The CPD said the unemployment rate for educated labour force, particularly for those having secondary and higher secondary education, has increased significantly but has fallen for uneducated workers and jobseekers.
This regressive trend is a major concern for a country seeking to maintain the status of a middle-income country, it added.
Bhattacharya said education is not giving guarantee of employment. Most of the unemployed people have higher secondary education. He said the outgoing fiscal year will be marked as a year of high growth but four indicators, including the decline in private investment as percentage of GDP and job creation, have created a ‘dialectical situation’.

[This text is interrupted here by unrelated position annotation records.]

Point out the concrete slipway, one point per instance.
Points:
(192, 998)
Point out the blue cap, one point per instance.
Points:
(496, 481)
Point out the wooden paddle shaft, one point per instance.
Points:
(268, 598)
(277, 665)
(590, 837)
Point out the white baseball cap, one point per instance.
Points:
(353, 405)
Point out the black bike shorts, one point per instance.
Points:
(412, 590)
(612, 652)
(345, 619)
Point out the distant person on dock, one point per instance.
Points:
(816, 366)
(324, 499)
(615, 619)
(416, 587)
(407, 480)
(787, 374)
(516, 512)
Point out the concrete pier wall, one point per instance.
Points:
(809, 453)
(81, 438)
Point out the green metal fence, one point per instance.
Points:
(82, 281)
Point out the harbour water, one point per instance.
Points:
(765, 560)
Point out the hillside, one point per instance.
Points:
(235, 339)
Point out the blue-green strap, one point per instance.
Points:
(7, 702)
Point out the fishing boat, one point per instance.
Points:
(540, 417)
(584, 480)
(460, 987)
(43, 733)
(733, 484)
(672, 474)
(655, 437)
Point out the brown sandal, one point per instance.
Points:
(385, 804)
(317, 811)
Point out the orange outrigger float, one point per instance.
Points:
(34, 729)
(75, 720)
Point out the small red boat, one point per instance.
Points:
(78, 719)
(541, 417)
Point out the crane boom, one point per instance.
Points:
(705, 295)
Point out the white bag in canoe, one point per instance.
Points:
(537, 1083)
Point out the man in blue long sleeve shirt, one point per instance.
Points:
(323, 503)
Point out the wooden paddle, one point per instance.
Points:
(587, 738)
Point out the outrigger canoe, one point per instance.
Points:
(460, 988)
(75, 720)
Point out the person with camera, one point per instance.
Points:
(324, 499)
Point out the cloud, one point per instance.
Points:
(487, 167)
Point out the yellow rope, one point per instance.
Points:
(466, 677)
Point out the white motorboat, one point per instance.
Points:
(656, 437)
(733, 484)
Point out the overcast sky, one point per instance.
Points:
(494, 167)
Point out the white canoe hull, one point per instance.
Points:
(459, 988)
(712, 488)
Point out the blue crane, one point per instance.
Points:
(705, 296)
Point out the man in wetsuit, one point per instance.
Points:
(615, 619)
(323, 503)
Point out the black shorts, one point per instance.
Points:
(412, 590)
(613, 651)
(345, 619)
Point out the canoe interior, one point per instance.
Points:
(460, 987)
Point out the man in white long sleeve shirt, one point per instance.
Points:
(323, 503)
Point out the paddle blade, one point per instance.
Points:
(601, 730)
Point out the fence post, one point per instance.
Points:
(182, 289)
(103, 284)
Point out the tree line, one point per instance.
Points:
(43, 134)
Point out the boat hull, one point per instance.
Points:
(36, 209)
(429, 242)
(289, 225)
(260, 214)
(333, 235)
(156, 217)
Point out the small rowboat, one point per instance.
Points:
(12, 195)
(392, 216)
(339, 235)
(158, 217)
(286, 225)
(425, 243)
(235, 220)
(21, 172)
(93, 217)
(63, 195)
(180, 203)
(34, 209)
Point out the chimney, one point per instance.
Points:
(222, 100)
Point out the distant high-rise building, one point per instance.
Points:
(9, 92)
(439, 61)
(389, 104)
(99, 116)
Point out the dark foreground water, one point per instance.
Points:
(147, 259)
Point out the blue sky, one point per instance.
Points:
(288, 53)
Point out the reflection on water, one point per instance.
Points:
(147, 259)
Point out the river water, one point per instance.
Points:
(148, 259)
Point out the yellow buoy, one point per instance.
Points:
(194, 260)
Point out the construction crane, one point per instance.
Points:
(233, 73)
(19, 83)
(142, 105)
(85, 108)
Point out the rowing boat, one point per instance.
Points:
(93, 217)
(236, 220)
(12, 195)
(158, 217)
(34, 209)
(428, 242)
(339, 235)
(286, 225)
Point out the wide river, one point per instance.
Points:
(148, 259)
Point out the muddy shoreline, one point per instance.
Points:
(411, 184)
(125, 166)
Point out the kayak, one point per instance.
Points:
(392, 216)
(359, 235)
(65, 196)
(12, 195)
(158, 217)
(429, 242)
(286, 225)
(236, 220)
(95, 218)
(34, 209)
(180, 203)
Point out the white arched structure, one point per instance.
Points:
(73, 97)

“It is the major contradiction of Bangladesh economy. So, only high growth will not be enough, its quality and sources are important,” Bhattacharya said.
The CPD said the role of private investment in GDP growth becomes rather weak. The investment growth in manufacturing sector remains sluggish particularly because of a lack of adequate infrastructure, including the supply of quality electricity and gas.
New investment in the apparel sector, which accounts for 48.3 percent of manufacturing sector has also been slow.
Citing a statistical modelling, CPD said private investment in Bangladesh would more than double had its law and order situation been like that of India.
“Thus the rule of law emerges as a very significant factor in upward drive of private investment which in turn is quite crucial to ensuring high growth,” the CPD said.
On the budget for next fiscal year, the CPD demanded making projection of revenue and expenditure in a realistic manner, saying the gap between the two is widening.
The think-tank suggested a 2-3 year plan to implement the VAT and Supplementary Duty Act 2012 in a realistic and staggered manner as there is opposition from businesses.
It said prices of some items such as electricity and steel will go up for the imposition of 15 percent value added tax. These two items currently enjoy reduced rates.
The CPD favours the new law that aims to automate the VAT system but capacity of small and medium enterprises needs to be enhanced for the implementation of the law.
CPD Executive Director Mustafizur Rahman said the government should keep the VAT rates at a low for some items as the impact of the indirect tax falls on common people. The existing law provides scope for VAT exemption in some service sectors.
“We suggest keeping VAT rates reduced in some areas in socio-economic and industrial context,” he said. The focus should be on collecting more income tax.
The CPD has recommended reduction of prices of diesel and kerosene, saying the recent cuts in prices of oil favoured the richer section of the society. It stressed the need for an agricultural price commission to ensure fair prices for growers and an independent financial sector reform commission to identify problems in the sector.
Repeated recapitalisation of state-owned banks by people’s tax is difficult to justify when the state can’t provide adequate support to the poorest and marginalised sections due to scarcity of resources, the CPD said.